The Evidence Game
The online card game tests a series of related Rules of Evidence called the character evidence rules. The game is structured as a criminal trial, in which the computer assumes the role of the prosecutor and attempts to introduce different items of evidence-- twenty in all, presented in twenty consecutive screens. The player assumes the role of defense counsel and has a limited time to object to the introduction of an item of evidence by playing the correct card for the evidence to stay out. (The player also has the option not to play an objection card.) The player has a limited number of objection cards.
In the game, items of evidence are assigned different point values, depending on how “damaging” the evidence is to the defendant’s case, i.e. how likely it will weigh in favor of a conviction. The player does not know how many points each item of evidence is assigned. With the admission of each item of evidence, the prosecution accumulates points. When it has accumulated a threshold number, it wins – i.e. obtains a conviction. Conversely, defense counsel obtains an acquittal if he/she prevents the prosecution from accumulating the necessary number of points, by making correct objections to the most damaging evidence. To win therefore a player has “to play her cards right.” Not only does she have to make correct objections under the rules, she must also make strategic decisions as to when to object to keep out the most damaging evidence. Otherwise she risks running out of cards and preventing the prosecution from introducing highly damaging but inadmissible evidence.
The game tracks a highly simplified trial, based on a case file provided to players to download at the introductory screen. The game simulates two aspects of a trial that are difficult to replicate in a classroom setting: 1) As in a real trial, the game gives players a limited time to object; 2) because items of evidence are given different weights, players have to make strategic decisions about when not to object to evidence that is technically inadmissible. (In real trials, juries begin to be wary of lawyers who object all the time, suspecting that the lawyers are hiding something.) To be a good trial lawyer, an advocate has to develop a tacit understanding of the correct application of the rules as well as a sense of how different types of evidence will shape a jury’s thinking.

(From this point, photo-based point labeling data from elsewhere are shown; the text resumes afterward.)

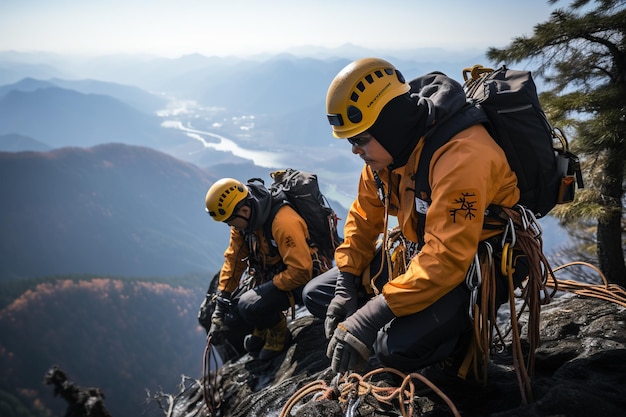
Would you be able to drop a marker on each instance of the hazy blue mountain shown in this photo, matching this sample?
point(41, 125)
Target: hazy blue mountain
point(134, 96)
point(112, 209)
point(16, 143)
point(60, 117)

The goals of the game are to assist student in mastering the rules and to increase engagement with the materials overall by creating an enjoyable experience that includes the need to make strategic decisions under a time limit. In replicating some dimensions of a trial, the game also seeks to encourage the development of tacit trial skills.
Questions of inquiry
In developing the game, we implemented an instructional design process in which we mapped learning objectives onto research questions, game actions, and data collection. Our methodology permits triangulation of the data sources to allow us to address the research questions we created based on the learning objectives identified. In particular, our methodology allows us to explore correlations between game play and learning outcomes (including procedural and embodied knowledge; perceived helpfulness (by students and instructor) of the game for content learning, and enjoyment and/or are engagement when playing the game.
Three types of data have been collected, correlated to student net id numbers. The first type is game play, which includes when and how many times a student played, whether a student won, and other data. The second are responses to a survey, developed based on a validated published survey. The third type of data are student exam scores, in which scores on questions testing character evidence are disaggregated from scores overall. (This permits analysis to determine whether increased game play correlates with improved performance on the particular rules that are intended to be taught by the game.)
Analyses of the game play, exam score, and survey data are in progress. Preliminary findings from the survey indicate that those who played the game responded favorably to it and agreed that the game engaged their attention and helped them apply their knowledge. Most students reported playing the game to study, prepare for the exam and/or increase their learning of the material. The majority of students who played the game did so multiple times, and were motivated to do so to improve their performance within the game, try to ‘beat the game’, or see if they improved their performance after studying the material. While students had many helpful suggestions for improving the game, 85% recommended that it be used for future courses.
Our study has been accepted for presentation at the ISSOTL conference in October 2014. I have presented the game at Georgetown Law in June 2014 and expect to present it in other venues after our analysis of the data is complete. In addition, I have applied and been admitted to the “Games and Simulation” cohort in the most recent ITEL grant cycle with the expectation that our experience in building and testing game will provide insights to Georgetown faculty more broadly.